I despise philosophies that are fundamentally a “reeling against” something, from atheism, to feminism, to all sorts of leftists ideologies, to ideologies born and bred on the hate of the colonialist and conqueror (not putting that hate in itself in question). These, when the time comes, are the first to betray their cause and become oppressors in their own terms.
Many of the modern progressives — feminists, leftists, anti-fascists, and so on — cannot survive without feeling constantly hated, a hate to which they respond with a hate of their own, and this constitutes the kernel of their soul. Can you grasp the darkness of their world?

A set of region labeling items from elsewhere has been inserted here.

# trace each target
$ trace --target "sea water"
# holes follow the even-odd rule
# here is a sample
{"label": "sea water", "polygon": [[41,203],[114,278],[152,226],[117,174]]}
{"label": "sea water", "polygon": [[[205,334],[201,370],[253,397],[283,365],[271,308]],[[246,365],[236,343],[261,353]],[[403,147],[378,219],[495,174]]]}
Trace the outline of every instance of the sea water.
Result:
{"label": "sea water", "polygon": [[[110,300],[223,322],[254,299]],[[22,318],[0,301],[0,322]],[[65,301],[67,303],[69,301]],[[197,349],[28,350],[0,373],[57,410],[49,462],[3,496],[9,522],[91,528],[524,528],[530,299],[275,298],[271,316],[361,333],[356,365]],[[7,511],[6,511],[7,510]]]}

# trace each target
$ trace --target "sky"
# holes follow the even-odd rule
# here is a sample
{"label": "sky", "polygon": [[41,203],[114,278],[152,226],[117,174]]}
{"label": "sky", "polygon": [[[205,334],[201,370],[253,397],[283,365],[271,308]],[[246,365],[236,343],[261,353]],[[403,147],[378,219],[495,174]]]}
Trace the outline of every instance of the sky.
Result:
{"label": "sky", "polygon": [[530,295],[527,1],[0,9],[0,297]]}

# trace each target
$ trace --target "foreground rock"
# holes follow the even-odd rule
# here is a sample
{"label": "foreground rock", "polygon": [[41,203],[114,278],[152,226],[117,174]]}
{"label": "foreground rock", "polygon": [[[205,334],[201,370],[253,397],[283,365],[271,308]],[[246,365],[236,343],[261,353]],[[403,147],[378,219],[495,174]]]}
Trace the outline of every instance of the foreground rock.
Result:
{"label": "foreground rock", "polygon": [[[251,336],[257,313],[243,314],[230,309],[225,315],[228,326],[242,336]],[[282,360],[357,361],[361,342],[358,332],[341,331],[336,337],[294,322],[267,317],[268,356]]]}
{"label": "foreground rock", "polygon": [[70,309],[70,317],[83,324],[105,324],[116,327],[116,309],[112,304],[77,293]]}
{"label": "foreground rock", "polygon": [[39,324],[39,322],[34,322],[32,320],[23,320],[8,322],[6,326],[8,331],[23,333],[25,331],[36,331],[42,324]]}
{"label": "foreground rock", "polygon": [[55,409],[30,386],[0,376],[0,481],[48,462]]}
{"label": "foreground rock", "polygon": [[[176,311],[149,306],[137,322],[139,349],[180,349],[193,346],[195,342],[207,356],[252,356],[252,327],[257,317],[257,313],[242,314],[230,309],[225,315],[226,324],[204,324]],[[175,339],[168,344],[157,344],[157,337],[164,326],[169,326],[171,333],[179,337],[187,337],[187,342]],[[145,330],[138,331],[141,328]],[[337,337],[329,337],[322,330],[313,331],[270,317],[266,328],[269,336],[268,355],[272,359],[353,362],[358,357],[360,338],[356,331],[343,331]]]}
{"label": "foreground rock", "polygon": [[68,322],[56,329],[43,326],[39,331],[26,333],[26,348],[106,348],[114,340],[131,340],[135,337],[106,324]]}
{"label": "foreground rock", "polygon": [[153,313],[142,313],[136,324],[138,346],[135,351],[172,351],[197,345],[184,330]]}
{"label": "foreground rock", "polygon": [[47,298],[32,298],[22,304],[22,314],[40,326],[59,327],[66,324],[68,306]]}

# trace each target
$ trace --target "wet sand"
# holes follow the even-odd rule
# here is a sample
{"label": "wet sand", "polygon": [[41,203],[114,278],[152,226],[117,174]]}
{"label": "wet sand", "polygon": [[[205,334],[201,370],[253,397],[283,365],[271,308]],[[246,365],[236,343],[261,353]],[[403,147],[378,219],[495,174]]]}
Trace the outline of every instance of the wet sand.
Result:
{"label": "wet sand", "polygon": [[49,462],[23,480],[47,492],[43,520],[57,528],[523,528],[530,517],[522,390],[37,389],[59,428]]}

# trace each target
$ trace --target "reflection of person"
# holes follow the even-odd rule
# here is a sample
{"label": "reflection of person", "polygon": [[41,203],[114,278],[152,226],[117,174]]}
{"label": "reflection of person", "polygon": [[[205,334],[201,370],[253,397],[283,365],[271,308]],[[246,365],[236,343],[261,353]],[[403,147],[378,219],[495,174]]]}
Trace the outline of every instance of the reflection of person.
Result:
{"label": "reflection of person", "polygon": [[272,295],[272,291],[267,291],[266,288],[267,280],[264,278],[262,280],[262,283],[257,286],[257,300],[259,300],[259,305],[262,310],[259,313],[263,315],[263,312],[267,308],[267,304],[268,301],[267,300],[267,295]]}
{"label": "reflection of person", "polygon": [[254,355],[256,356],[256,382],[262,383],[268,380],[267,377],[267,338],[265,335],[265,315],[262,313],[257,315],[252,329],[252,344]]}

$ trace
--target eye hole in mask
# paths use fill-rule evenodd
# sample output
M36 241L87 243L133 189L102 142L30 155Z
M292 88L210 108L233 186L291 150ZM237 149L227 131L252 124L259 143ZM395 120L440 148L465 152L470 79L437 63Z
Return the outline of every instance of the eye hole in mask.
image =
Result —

Though it often hides itself behind a veil of humanism, it is the mark of a tortured soul, this need to identify with every suffering and struggling cause. Through this identification it prolongs its own torture, finding new means to discharge its weariness; and where new causes cannot be found new causes must be invented, lashes of evil imagined here and there, imagined villains that must be vanquished. The suffering soul only betrays itself with the vehemency with which it wishes to expunge all suffering.
It takes more to giving than giving in to the initial impulse of pity. If a man is hungry, instead of giving him food, teach him how to farm, or how to fend for himself. That will be more difficult to achieve than the easy gesture of giving him something of which you have in excess, and which aim is ultimately your own self-indulgence, indulging your own pity. And the opposite to this is true as well: instead of going the hard way, of learning how to fend for himself and controlling his future, a hungry or poor man is wont to stir the imagination and conscience of another into giving him what he needs.